Dazu muss nach vier Niederlagen in Folge, nunmehr im Heimspiel gegen
den rumänischen Meister Ramnicu Valcea mit mehr als sieben Toren
Vorsprung gewonnen werden, um sich bei Punktgleichheit im direkten
Vergleich durchzusetzen. Ansonsten sieht man die Bietigheimerinnen im
EHF Cup wieder. Am Mittwoch treffen die Spitzenteams der letzten
Jahre in der Bundesliga aufeinander, mehr Spitzenspiel geht nicht,
auch wenn nur der Tabellendritte auf den Tabellenvierten trifft. Der
THC will in Ludwigsburg gewinnen und hat nach dem an gleicher Stelle
verlorenen Supercup Spiel noch eine offene Rechnung mit dem
Dauerrivalen. Bietigheim muss das Heimspiel gewinnen, der THC muss
die verlorenen Punkte gegen Dortmund wieder wettmachen, so stehen
beide Teams enorm unter Druck. Der THC geht mit Selbstvertrauen in
das Spiel, die Mannschaft hat zuletzt in der Bundesliga gegen den
Buxtehuder SV und die HSG Blomberg-Lippe funktioniert und dem
Auswärtsdruck im EHF Cup gegen Byasen souverän standgehalten. Die
Deckung ist offenbar das Glanzstück und der Rückraum wirft Tore am
laufenden Band. Die Außen sind die Glanzpositionen des Gegners. Mit
Fie Woller und Angela Malestein hat Bietigheim die beste Flügelzange
in Europa.

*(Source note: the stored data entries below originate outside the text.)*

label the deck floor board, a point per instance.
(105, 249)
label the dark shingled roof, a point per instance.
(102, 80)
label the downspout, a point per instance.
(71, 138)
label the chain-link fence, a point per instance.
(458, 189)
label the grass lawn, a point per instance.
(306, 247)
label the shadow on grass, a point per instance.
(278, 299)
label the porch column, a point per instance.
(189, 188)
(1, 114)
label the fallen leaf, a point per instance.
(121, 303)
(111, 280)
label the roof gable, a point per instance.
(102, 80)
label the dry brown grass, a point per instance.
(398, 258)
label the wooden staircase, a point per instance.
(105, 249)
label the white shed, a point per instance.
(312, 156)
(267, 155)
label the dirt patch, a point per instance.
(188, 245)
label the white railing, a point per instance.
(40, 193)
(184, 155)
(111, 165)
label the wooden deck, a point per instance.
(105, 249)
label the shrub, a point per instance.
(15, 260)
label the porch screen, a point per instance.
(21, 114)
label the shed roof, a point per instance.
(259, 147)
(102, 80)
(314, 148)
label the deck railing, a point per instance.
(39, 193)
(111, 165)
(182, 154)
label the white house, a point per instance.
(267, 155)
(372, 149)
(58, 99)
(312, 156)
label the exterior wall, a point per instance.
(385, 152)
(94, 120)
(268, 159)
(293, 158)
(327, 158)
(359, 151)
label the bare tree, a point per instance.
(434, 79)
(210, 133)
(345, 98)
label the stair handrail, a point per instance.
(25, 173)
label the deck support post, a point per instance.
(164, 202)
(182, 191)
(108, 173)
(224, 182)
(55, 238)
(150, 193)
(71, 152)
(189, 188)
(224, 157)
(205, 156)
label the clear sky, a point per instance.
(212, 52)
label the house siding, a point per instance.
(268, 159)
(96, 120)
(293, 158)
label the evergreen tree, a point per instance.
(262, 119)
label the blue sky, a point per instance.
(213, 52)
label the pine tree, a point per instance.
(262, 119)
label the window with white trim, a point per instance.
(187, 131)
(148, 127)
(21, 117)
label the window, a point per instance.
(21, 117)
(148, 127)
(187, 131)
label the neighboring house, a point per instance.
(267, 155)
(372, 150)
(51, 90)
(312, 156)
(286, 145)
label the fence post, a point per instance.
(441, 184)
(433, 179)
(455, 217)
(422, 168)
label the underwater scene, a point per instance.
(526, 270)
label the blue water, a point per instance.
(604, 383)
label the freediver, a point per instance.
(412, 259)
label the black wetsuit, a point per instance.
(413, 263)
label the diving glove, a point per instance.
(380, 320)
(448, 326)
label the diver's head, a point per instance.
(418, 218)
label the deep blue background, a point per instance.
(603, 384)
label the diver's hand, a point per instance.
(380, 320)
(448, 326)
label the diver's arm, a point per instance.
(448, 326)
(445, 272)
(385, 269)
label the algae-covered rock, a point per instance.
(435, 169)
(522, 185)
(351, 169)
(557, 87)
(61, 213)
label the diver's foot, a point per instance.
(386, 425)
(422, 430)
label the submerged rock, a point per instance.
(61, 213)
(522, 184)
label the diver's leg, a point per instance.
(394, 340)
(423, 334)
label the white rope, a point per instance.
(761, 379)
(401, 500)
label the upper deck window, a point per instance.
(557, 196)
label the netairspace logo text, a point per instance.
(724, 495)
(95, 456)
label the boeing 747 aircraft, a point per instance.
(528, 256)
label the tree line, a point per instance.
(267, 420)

Überhaupt ist der deutsche Meister Klasse besetzt; Laura
van der Heijden, Karola Kudlacz-Gloc, Maren Nyland Aardahl, Kim
Naidzinavicius, Anna Loerper, die langjährige THC Keeperin Dinah
Eckerle oder Maura Visser gehören allesamt zum Besten, was die
deutsche Bundesliga zu bieten hat. Doch der THC muss sich dahinter
nicht verstecken. Das wird sicher wieder das gewohnt spannende Spiel
auf der Rasierklinge. Der Stress ist auf beiden Seiten gleich, auch
Bietigheim spielt noch in drei Wettbewerben, da hat keiner von beiden
einen Vorteil. Spannung ist also vorprogrammiert. Bisher haben beide Teams insgesamt neunzehn Mal
gegeneinander gespielt. Zwölf Spiele gewann der THC, sieben Mal hieß
Bietigheim der Sieger. Das letzte Spiel, um den Supercup endete 27:26
für Bietigheim, davor gewann der THC mit 24:23 das Pokalfinale beim
OLYMP-Final4. Noch immer ist der 34:21 Auswärtssieg des THC gegen
Bietigheim der höchste Sieg des THC in der EHF Champions League und
das 39:16 gegen Bietigheim vom 5. März 2011 ist der höchste Sieg
des THC in der Bundesliga. Etwas Statistik, mehr nicht, zeigt aber
an, wie viel Brisanz in nur einem Ligaspiel liegen kann.